The prattling on of the protagonist (Lancelot) about himself and his thoughts was not engaging or even very interesting to me, and I found no surprises in the story.

Not quite Dead Enough & Booby trapped (audiobook) - Rex Stout

"Wolfe pronounced a word. It was the first time I had ever heard him pronounce an unprintable word, and it stopped me short."

With Archie in the Army and not around to keep Wolfe in line, things get terribly out of whack.

"Archie. I submit to circumstances. So should you."

Fritz works wonders within the constraints of wartime rationing, the sign of a true master.

 
In the Midst of Death (audiobook) - Lawrence Block

"On the corner an old woman scattered bread crumbs for the pigeons and cooed to them as she fed them. I believe there's a city ordinance against feeding pigeons. We used to cite it in the department when explaining to rookies that there were laws you enforced and laws you forgot about."

This one was not as good as the first two. Scudder just seemed to walk through the story, following behind all the happenings.

It was not bad enough to keep me from moving on to the next one, but I'm not raving.

A Stab in the Dark (audiobook) - Lawrence Block

"The memory is a cooperative animal, eager to please. What it cannot supply it occasionally invents, sketching carefully to fill in the blanks."

Aren't we all powerless at one time or another? (better than the last one)





Cat of Many Tails (audiobook) - Ellery Queen

"This will have to be done from home. I've got to have a place where I can sit and feel safe when, the ax falls. Executions brought to your door - at no extra charge."

Although it was an ingenious idea of how to kill off unconnected people, this was not one of my favorite Ellery Queen Novels. Ellery did a lot more wheel spinning than actual deduction.

But hey, a bad Ellery Queen is still better than the best of many others!

Tunnel Vision (audiobook) - Sara Paretsky

"Let's go see what's in the hanger."
"You are the original action woman, aren't you? If someone is waiting in there to jump us, I'm awfully exposed if I carry this camera."
"Hit him with it. I'll cover you anyway. In fact, when we get there you let me go around to the entrance. If someone jumps me, I'll holler and you can come video us."

One thing is sure, I'm glad I don't live in Chicago.

But if I had to live in Chicago, I'd want Vic on my side.

The Golden Calf (ebook) - Helene Tursten

"If I knew that, we'd know it all."

Another interesting story featuring people solving crimes instead of plot points dropped in between action sequences.

It is the puzzle solving that most attracts me to murder mysteries, I think, and these novels focus on the puzzle.


Stalking the Angel (ebook) - Robert Crais

"There were several ways to locate the Sun Tree Gallery.
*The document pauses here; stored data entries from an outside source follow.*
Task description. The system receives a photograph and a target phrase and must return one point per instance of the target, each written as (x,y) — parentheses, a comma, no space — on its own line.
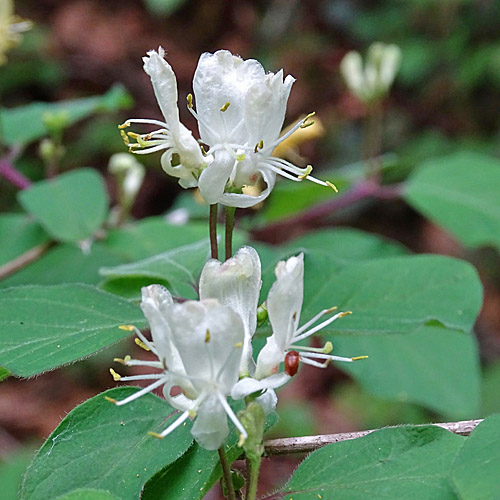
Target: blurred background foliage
(87,53)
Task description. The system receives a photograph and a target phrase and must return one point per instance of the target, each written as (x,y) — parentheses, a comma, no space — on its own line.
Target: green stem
(226,474)
(253,466)
(213,231)
(230,211)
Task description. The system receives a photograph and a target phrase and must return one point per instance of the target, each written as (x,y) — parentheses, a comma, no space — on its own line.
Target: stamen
(143,391)
(116,376)
(306,173)
(141,344)
(184,416)
(333,186)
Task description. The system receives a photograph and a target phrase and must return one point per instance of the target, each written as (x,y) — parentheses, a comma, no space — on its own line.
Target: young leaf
(42,328)
(476,471)
(101,446)
(405,462)
(19,234)
(461,193)
(70,207)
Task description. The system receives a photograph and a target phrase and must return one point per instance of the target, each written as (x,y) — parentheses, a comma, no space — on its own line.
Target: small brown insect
(292,362)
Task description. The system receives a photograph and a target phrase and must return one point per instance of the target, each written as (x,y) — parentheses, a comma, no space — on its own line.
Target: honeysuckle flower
(11,27)
(236,283)
(182,157)
(374,80)
(284,304)
(240,111)
(199,346)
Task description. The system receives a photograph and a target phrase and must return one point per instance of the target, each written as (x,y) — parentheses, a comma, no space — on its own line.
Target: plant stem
(253,467)
(226,474)
(213,231)
(230,211)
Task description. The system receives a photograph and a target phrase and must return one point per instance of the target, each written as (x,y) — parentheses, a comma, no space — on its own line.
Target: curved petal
(210,428)
(214,178)
(164,86)
(284,302)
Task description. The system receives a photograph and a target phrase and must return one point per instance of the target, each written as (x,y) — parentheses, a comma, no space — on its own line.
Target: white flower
(240,111)
(183,157)
(199,346)
(236,283)
(284,304)
(372,81)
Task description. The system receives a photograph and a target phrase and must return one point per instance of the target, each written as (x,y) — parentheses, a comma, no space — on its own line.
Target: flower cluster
(240,112)
(204,347)
(372,81)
I could call one of the contacts I maintain in the police department and have them search through their secret files. I could drive about aimlessly stopping at every gallery I passed until I found someone who knew the location, then force the information from him, Or I could look in he Yellow Pages. I looked in the Yellow Pages."

Occasionally, stereotypes turn out to be just masks to keep others from seeing what is really inside.
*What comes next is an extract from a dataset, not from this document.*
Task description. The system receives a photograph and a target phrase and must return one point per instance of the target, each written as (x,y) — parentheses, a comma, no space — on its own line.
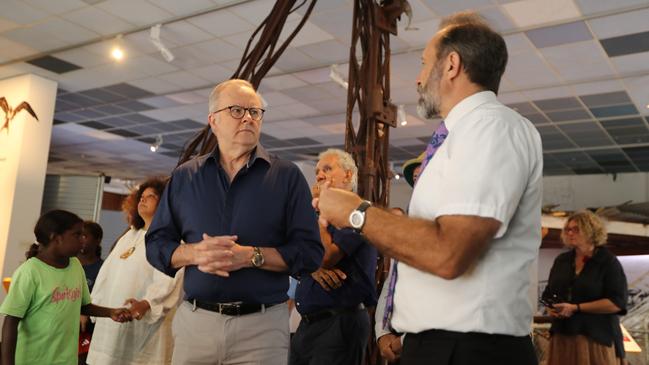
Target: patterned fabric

This series has fast turned into one of my favorites.(dark, yes, but also intriguing)

The Sugar House (ebook) - Laura Lippman

"The truth was, she couldn't imagine any assignment more dangerous than being a teenage girl, at large in the land with an overripe body and a face full of yearning. Bring on the globe trotting psychopaths. They couldn't be anywhere near as terrifying as adolescent boys."
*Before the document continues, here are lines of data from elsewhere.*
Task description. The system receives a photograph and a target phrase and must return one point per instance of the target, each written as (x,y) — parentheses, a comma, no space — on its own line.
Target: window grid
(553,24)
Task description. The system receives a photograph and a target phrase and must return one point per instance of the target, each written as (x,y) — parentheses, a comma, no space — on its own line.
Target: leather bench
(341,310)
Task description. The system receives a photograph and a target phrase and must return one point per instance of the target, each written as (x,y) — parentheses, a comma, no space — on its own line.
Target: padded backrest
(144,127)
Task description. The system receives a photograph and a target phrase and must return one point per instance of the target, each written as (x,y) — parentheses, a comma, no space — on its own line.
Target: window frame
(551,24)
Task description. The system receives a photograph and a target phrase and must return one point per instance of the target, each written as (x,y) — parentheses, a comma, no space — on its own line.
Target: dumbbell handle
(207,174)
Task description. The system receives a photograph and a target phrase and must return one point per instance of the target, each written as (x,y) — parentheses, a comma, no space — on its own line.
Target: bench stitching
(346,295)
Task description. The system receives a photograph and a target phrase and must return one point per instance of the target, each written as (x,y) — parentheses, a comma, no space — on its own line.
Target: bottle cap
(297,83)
The appeal of this series has actually increased with each new novel. Tess is growing and evolving as a character, as are the people who surround her.


In a Strange City (ebook) - Laura Lippman

"It doesn't ring a bell, but I am an old woman. There are many bells that don't ring in my belfry anymore."

Just a thought, but I think Tess would benefit from reading Mastermind: How to Think Like Sherlock Holmes.

But if she did that, maybe the novels would be reduced to Novellas, or even Chapbooks.

Never mind.

The Last Place (ebook) - Laura Lippman

"But at the time, everything had made sense. Sort Of."

These novels seem to get better with each new offering.

This one is more personal than the earlier books, and brings together a number of strings we didn't know were connected.